Exploring deaths of notable people by year in Wikipedia

By R. Stuart Geiger, last updated 2016-12-28

Dual-licensed under CC-BY-SA 4.0 and the MIT License.

How many articles are in the "[year] deaths" categories in the English Wikipedia?

The first thing I tried was just counting up the number of articles in each of the "[year] deaths" categories, from 2000-2016.


In [141]:
import pandas as pd
import matplotlib.pyplot as plt
import matplotlib
import numpy as np
%matplotlib inline
matplotlib.style.use('seaborn-darkgrid')

In [142]:
import pywikibot
site = pywikibot.Site('en', 'wikipedia')

In [ ]:


In [146]:
def yearly_death_counts(startyear,endyear):
    years = np.arange(startyear,endyear+1) # add 1 to endyear because np.arange doesn't include the stop 
    deaths_per_year = {}
    for year in years:
        deaths_per_year[year] = 0

    for year in years:
        yearstr = 'Category:' + str(year) + "_deaths"
        deathcat = pywikibot.Page(site, yearstr)
        deathcat_o = site.categoryinfo(deathcat)
        deaths_per_year[year] = deathcat_o['pages']
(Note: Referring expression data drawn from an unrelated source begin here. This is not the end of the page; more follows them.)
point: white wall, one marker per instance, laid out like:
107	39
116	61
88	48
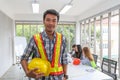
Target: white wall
34	17
98	9
5	43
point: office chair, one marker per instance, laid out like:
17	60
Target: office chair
109	67
95	58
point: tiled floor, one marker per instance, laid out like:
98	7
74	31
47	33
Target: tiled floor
14	73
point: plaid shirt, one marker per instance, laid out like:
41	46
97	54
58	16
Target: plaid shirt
49	45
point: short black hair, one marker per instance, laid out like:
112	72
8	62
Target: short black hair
51	11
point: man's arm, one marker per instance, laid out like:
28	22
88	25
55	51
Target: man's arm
30	73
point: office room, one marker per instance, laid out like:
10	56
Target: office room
66	28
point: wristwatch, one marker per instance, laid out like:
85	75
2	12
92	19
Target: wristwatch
65	76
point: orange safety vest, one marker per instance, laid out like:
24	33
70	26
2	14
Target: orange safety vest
56	67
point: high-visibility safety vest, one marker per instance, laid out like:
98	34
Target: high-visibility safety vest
56	67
    yearly_articles_df = pd.DataFrame.from_dict(deaths_per_year, orient='index')
    yearly_articles_df.columns = ['articles in category']
    yearly_articles_df = yearly_articles_df.sort_index()
    
    return yearly_articles_df

In [147]:
yearly_articles_df = yearly_death_counts(2000,2016)
yearly_articles_df


Out[147]:
articles in category
2000 4945
2001 5112
2002 5378
2003 5566
2004 5691
2005 6128
2006 6586
2007 6872
2008 7178
2009 7322
2010 7486
2011 7258
2012 7242
2013 7606
2014 7721
2015 7591
2016 6766

In [148]:
ax = yearly_articles_df.plot(kind='bar',figsize=[10,4])
ax.legend_.remove()
ax.set_ylabel("Number of articles")
ax.set_title("""Articles in the "[year] deaths" category in the English Wikipedia""")


Out[148]:
<matplotlib.text.Text at 0x7fd06199b128>

Interpreting total article counts

One of the first things that we see in this graph is that the data is far from uniform, and has a distinct trend. This should make us suspicious. There are about 4,945 articles in the "2000 deaths" category, and the number steadily rises each year to 7,486 articles in the "2010 deaths" category. Is there any compelling reason we have to believe that the number of notable people in the world would steadily increase by a few percent each year from 2000 to 2010, then plateau? Or is it more of an artifact of what Wikipedia's volunteer editors choose to work on?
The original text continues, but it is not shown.